More than 40 years after the discovery of Bone Morphogenetic Proteins (BMPs) as bone inducers, a whole protein family of growth factors connected to a wide variety of functions in embryonic development, homeostasis, and regeneration has been characterized. Today, BMP2 and BMP7 are already used in the clinic to promote vertebral fusions and restoration of non-union fractures. Besides describing present clinical applications, the authors review ongoing trials highlighting the future possibilities of BMPs in medicine. Apparently, the physiological roles of BMPs have expanded their range from bone growth induction and connective tissue regeneration to cancer diagnosis/treatment and cardiovascular disease prevention.
TopIntroduction
The matrix bone has fascinated scientists throughout centuries beginning with Hippocrates who initially theorized the capacity of endogenous substances for medicinal purposes. Even though earlier studies in the field of bone regeneration are known, Dr. Marshall Raymond Urist, an orthopedic surgeon, made the landmark discovery in 1965. Urist described his elusive observation with the following words: “Wandering histiocytes, foreign body giant cells, and inflammatory connective-tissue cells are stimulated by degradation products of dead matrix to grow in and repopulate the area of an implant of decalcified bone” (Urist, 1965). From this discovery, that new bone is formed upon applying a demineralized bone extract in a rabbit muscle he concluded that a certain agent within this crude protein mix has to be responsible for such an ectopic bone growth. He named this substance Bone Morphogenetic Protein, generally known as BMP.
Over the past five decades, cloning and purification of BMPs as well as the mechanisms of BMP signal transduction have been extensively studied and reviewed (Chen, Zhao, & Mundy, 2004; Wang, et al., 1990; Wozney, et al., 1988). To date, BMPs are well characterized and known as multi-functional growth factors belonging to the transforming growth factor ß (TGFß) superfamily. The superfamily of TGFß ligands is a phylogenetically conserved group of signaling molecules that comprises over 30 members in mammals including TGFβs, Activins, Inhibins, Bone Morphogenetic Proteins (BMPs), Growth and Differentiation Factors (GDFs), Myostatin, Leftys, and Müllerian-Inhibiting Substance (MIS) (Figure 1) (Wu & Hill, 2009).
Figure 1. Phylogenetic tree of the human TGF-ß superfamily. Phylogenetic tree derived from protein alignments of preproproteins of the members of the TGF-ß superfamily.

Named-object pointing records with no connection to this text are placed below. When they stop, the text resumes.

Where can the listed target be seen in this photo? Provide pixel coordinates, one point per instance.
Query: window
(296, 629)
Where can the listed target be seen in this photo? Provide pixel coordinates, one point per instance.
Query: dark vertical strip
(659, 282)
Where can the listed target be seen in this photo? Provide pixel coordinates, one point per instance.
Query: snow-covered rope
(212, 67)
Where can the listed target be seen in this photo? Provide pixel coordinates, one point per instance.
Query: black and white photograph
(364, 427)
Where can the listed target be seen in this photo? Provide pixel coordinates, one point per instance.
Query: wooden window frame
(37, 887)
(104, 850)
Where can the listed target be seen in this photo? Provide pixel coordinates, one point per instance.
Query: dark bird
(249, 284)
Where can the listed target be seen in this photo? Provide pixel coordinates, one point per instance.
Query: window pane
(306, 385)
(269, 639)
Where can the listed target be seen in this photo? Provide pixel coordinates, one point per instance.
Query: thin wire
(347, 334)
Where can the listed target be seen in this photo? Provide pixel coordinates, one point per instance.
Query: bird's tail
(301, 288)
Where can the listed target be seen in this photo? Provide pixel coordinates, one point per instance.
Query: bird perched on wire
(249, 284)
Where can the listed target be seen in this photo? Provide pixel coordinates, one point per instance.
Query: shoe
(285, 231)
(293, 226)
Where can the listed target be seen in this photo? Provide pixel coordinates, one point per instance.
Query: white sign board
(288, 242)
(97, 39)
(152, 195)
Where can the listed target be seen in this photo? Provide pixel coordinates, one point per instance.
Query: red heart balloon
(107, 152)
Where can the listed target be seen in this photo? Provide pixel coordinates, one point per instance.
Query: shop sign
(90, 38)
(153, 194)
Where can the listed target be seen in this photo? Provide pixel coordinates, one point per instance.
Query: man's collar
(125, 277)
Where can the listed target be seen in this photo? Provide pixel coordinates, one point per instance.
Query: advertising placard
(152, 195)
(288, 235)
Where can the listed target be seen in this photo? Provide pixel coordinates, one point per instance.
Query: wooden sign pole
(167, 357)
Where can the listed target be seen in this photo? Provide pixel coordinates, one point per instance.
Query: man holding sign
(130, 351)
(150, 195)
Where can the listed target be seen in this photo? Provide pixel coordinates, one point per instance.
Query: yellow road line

In this chapter, we will start by introducing BMPs in a general manner covering synthesis, structure, signaling, and regulation. The complexity of these systems already hints towards the importance of BMPs in human diseases, which will be the focus of the following paragraph. By understanding BMPs and also the associated diseases many researchers try to turn the table and utilize BMPs as drugs. We will present current efforts to find BMP treatments for a wide variety of diseases like kidney or liver failure. However, the original field for BMP application is the skeleton and until now only two members of the BMP family are approved for clinical application in bone regeneration, namely BMP2 and BMP7. Their development and role in today’s clinical practice, especially in the field of bone regeneration, will be a main focus of this chapter. Finally, we will discuss the current problems of BMP therapy and present possible solutions.
TopBackground
BMP Synthesis
BMPs are synthesized as large precursor proteins consisting of an N-terminal signal peptide, a pro-domain, and a mature peptide (Eder & Fersht, 1995; Kuhfahl, et al., 2011; Xiao, Xiang, & Shao, 2007). Following N-terminal proteolysis of the signal peptide, the pro- and mature domain remain non-covalently associated and undergo dimerization whereby two monomers are assembled in an antiparallel manner. Prior to receptor binding, the active BMP dimer is derived by intra- or extracellular cleavage within the prodomain at an Arg-X-X-Arg site by members of the Subtilisin-like Proprotein Convertase (SPC) family (Constam & Robertson, 1999; Ploger, et al., 2008).